Congresso europeo psicologia sport

Si tiene in questi giorno il XIII° Congresso di Psicologia dello Sport a Madeira. 600 partecipanti, di cui 12 italiani. Non sono più i tempi in cui le presenze erano ancora più ridotte però siamo sempre pochi rispetto alle presenze degli altri paesi.

Calciatori e non limoni da spremere

Inutile questa Coppa America di calcio dove si vedono calciatori che sono l’ombra di se stessi e valori in campo ribaltati. Tutti lo sanno che non si può giocare dopo campionati e coppe faticose ma si continua. I tifosi protestano e fischiano. I calciatori nonostante i loro soldi non contano niente, nessuno che abbia protestato neanche chi potrebbe permetterselo, meno male che preferiscono giocare male piuttosto che giocare bene grazie a qualche aiuto farmacologico.

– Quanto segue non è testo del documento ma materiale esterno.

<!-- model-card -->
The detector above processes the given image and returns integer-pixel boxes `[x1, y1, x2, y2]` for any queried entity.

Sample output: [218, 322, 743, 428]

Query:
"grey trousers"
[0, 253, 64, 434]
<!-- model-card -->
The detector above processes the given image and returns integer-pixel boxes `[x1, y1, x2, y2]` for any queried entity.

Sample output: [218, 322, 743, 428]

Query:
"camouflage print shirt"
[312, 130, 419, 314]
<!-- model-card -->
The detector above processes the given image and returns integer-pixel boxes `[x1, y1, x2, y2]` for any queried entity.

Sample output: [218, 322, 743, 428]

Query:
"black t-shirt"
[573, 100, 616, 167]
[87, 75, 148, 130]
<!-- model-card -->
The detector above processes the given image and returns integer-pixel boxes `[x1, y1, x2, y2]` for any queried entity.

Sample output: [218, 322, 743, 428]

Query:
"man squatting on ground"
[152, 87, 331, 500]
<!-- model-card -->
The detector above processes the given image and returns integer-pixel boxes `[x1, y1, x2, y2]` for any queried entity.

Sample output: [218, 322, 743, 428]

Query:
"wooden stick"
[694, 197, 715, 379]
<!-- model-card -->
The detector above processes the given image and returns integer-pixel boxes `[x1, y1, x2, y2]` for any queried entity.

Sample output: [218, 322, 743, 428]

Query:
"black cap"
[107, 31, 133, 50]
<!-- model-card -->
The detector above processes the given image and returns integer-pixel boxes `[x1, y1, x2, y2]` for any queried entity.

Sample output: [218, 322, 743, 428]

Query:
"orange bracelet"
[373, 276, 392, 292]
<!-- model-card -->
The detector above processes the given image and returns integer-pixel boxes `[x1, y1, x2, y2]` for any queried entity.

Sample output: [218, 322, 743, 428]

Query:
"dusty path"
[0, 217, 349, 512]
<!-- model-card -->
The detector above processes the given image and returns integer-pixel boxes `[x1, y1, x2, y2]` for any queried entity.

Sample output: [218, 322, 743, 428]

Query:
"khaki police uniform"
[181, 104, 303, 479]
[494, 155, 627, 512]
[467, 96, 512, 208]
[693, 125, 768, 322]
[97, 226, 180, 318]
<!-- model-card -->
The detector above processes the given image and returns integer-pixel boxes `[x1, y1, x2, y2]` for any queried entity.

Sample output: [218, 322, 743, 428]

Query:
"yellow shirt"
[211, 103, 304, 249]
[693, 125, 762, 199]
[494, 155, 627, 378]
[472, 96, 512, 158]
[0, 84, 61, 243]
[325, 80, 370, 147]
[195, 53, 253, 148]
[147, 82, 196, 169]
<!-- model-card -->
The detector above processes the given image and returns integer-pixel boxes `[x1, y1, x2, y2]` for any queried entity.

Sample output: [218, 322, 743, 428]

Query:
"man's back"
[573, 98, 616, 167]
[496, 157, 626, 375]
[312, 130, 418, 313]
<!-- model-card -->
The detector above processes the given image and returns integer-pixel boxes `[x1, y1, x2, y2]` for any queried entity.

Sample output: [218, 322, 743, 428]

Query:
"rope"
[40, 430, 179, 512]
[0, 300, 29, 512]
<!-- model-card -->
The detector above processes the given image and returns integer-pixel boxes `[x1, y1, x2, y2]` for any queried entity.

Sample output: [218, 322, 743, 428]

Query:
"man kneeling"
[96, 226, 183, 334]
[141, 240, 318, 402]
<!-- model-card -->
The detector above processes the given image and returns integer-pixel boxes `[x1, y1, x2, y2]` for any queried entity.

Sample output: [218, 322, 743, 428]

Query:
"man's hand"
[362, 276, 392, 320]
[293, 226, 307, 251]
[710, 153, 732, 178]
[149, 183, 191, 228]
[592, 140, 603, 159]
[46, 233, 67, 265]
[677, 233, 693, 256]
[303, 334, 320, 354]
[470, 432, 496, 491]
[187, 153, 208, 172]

Da grande vuoi fare l’atleta?

Mi sto rendendo sempre più conto che i ragazzi di 19/20 anni che sono atleti spesso non sono consapevoli di cosa comporti intraprendere questa carriera e soprattutto se quanto fanno è sufficiente per verificare se ne posseggono le caratteristiche. Ad esempio, un adolescente che si allena 15 ore alla settimana in un determinato sport individuale può aspirare con questo tipo d’impegno a diventare un giovane di livello internazionale? L’ho chiesto a molti ma in generale la risposta è: “Non so, io faccio quello che mi dice l’allenatore.” Con una carriera che se va bene dura 10 anni, come si fa a non sapere se ciò che faccio oggi è sufficiente (oltrechè valido) per raggiungere ciò che voglio? Altra domanda: “Hai 20 anni che vuoi fare? Vuoi continuare in questo modo che probabilmente ti permetterà di gareggiare a livello assoluto in Italia? O vuoi qualcosa di più?” La risposta il più delle volte è il silenzio. E allora: perchè gli allenatori non spiegano che con quel tipo d’impegno e di ore di allenamento si può raggiungere questo livello e invece, con un altro allenamento e più ore si può aspirare a un livello di prestazione superiore. Secondo me, non lo fanno semplicemente perchè non ci pensano e non per scelta o forse perchè temono di perdere quei pochi atleti che hanno. Quale che sia la ragione è comunque un peccato che si faccia così poco per rendere i nostri giovani più consapevoli di cosa comporti intraprendere la carriera di atleta. Anzichè ripetere il ritornello che sono pigri, perchè non cominciamo a pensare che forse si annoiano perchè non hanno davanti a loro sfide motivanti.